Everyone is talking about some new book. According to everyone, it’s be best thing ever. It’s so awesome. It’s so cool.

“You should read it,” they say every time they see you, varied sometimes with “Have you read it yet?”

And then you finally break down and borrow/buy this fabled best-book-ever, either to shut them up or out of curiosity as to what the fudge the hype is about. And then you open the book and start to read.

And the book is utter crap.

I mean, awful. No decent reader in their right mind would say this book is good. The sentences are clunky, the narration is all over the place, and the dialog feels like it was ripped off from an episode of some TLC drama.

What is wrong with those people that kept telling you to read it?

It’s because those people don’t read like you do. No, you read all the time. You’ve always got a book in your purse, on your nightstand, or sitting beside the bathtub. You’ve read hundreds of books in the past few years. Maybe more. You’ve got a Goodreads list a mile long. Those people don’t even have a Goodreads account.

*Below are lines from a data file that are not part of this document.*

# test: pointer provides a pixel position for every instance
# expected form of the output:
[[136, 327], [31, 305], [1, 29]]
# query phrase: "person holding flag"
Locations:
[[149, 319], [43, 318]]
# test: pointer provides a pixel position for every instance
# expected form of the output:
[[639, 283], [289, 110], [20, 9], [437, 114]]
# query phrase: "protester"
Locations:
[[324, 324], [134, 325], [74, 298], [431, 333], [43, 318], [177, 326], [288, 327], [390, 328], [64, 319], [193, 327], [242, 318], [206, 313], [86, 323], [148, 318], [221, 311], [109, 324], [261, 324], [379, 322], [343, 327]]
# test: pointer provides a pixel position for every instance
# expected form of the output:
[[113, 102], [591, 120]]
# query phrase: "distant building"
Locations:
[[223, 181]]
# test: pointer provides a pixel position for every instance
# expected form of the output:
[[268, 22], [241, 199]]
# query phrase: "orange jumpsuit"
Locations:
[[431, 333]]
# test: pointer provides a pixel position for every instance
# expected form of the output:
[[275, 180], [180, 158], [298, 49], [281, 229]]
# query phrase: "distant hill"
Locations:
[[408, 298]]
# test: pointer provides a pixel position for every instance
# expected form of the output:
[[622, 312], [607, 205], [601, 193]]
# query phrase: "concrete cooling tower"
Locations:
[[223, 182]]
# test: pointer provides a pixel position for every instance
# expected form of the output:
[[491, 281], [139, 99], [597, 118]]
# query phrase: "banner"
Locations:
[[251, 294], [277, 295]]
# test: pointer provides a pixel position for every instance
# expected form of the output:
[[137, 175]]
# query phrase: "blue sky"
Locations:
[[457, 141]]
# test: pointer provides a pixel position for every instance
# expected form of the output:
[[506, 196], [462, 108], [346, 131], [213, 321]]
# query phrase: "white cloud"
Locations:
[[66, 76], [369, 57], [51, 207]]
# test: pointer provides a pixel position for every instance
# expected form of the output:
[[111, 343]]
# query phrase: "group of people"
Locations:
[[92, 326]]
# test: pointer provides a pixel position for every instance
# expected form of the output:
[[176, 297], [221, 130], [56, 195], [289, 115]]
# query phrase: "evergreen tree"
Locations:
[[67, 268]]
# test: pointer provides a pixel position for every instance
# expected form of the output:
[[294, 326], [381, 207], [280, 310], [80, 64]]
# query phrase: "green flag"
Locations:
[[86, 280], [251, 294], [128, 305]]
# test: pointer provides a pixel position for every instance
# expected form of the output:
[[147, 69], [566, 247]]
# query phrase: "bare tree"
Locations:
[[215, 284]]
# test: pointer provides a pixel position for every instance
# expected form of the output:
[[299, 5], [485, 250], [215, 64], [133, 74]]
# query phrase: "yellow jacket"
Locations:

Or, similar situation, you get a book because the Goodreads reviews were all 4-5 stars, but then the book is so awful you can’t even finish the first chapter. You give it a 1 star, because that’s what it deserves.

Has this happened to you? This has happened to me. I’m cautious when it comes to a new book, which is why I love the library. Free books for me? Yes, please.

For indie books, it’s different. I read one once that had about nine or ten good reviews (4-5 starts) and then the book was horribly written. I mean, 50 Shades was better written that this book. And I gave it one star. I didn’t feel bad about it – should have paid for the professional editor. I was very disappointed. That’s when I learned that Goodreads reviews can lie.

That is also why it’s so hard to have success as an indie author, because of authors like the one above who seemed to just chuck out a story without caring to see if it was readable or not.

Conclusion: indie books are a crap-shoot, and being an indie author is hard.

7 thoughts on “A Reader’s Plight

    1. Several, but most notably Game of Thrones. My sister kept nagging me about how good it was, so I borrowed a copy from the library, and didn’t finish it. And then I read several indie books that had 10-20 reviews raving about how good they were, and them both turned out to be horrible.